Cryptocarya murrayi commonly known as Murray's laurel, is a species of flowering plant in the family Lauraceae and is endemic to north Queensland. It is a tree with elliptic to oval to oblong leaves, cream-coloured, unpleasantly perfumed flowers, and elliptic to spherical black drupes.

==Description==
Cryptocarya murrayi is a tree that typically grows to a height of up to 30 m, its stems buttressed and twigs hairy. Its leaves are elliptic to oval to oblong 115–300 mm long, 45–105 mm wide and glaucous on the lower surface, on a petiole 8–19 mm long. The flowers are arranged in panicles in leaf axils and are longer than the leaves. They are cream-coloured and unpleasantly perfumed. The perianth tube is 0.8–1.9 mm long, 1.5–2.1 mm wide. The outer anthers are 0.6–0.8 mm long and 0.5–0.7 mm wide, the inner anthers 0.6–0.9 mm long and 0.5–0.7 mm wide. Flowering occurs from December to July, and the fruit is an elliptical to spherical black drupe, 13–18 mm long and 12–15 mm wide with creamy cotyledons.

==Taxonomy==
Cryptocarya murrayi was first formally described in 1866 by Ferdinand von Mueller in his Fragmenta phytographiae Australiae from specimens collected near Rockingham Bay by John Dallachy.

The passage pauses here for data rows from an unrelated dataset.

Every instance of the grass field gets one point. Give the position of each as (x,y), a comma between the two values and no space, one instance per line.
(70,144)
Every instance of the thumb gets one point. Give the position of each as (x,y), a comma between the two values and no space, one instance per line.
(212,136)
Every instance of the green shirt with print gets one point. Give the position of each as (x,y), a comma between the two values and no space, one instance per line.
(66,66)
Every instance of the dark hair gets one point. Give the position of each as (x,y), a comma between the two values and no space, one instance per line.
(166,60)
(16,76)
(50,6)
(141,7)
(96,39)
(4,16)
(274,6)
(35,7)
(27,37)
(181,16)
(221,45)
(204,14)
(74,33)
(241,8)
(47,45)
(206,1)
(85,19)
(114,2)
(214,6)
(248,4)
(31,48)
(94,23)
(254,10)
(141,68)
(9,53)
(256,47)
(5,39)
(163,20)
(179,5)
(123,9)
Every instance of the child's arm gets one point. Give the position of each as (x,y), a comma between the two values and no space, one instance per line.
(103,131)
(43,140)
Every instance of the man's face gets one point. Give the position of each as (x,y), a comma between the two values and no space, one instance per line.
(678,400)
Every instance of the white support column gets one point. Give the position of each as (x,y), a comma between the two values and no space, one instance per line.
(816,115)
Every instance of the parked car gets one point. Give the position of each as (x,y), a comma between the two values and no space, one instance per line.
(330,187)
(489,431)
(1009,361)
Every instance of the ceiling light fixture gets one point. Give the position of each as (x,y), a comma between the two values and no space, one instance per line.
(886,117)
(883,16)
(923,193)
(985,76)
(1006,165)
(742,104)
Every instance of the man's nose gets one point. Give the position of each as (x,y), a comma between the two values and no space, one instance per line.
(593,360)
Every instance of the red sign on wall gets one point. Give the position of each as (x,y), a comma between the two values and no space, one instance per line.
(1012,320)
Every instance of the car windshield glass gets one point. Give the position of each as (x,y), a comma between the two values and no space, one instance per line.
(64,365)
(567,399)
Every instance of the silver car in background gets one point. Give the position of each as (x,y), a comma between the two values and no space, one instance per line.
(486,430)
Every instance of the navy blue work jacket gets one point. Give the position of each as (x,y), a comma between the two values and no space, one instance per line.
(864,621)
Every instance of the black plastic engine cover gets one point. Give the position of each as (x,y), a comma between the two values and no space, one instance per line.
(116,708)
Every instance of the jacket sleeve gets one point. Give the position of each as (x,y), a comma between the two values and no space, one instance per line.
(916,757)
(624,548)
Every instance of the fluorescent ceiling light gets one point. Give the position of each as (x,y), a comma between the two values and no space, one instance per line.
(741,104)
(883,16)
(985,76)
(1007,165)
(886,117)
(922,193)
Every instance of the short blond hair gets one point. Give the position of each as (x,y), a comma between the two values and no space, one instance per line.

==Distribution and habitat==
This species of Cryptocarya grows in rainforest from sea level to 750 m altitude between Cooktown in north-east Queensland and Mackay in central-eastern Queensland.

==Conservation status==
Cryptocarya murrayi is listed as "least concern" by the Queensland Government Department of Education and Science.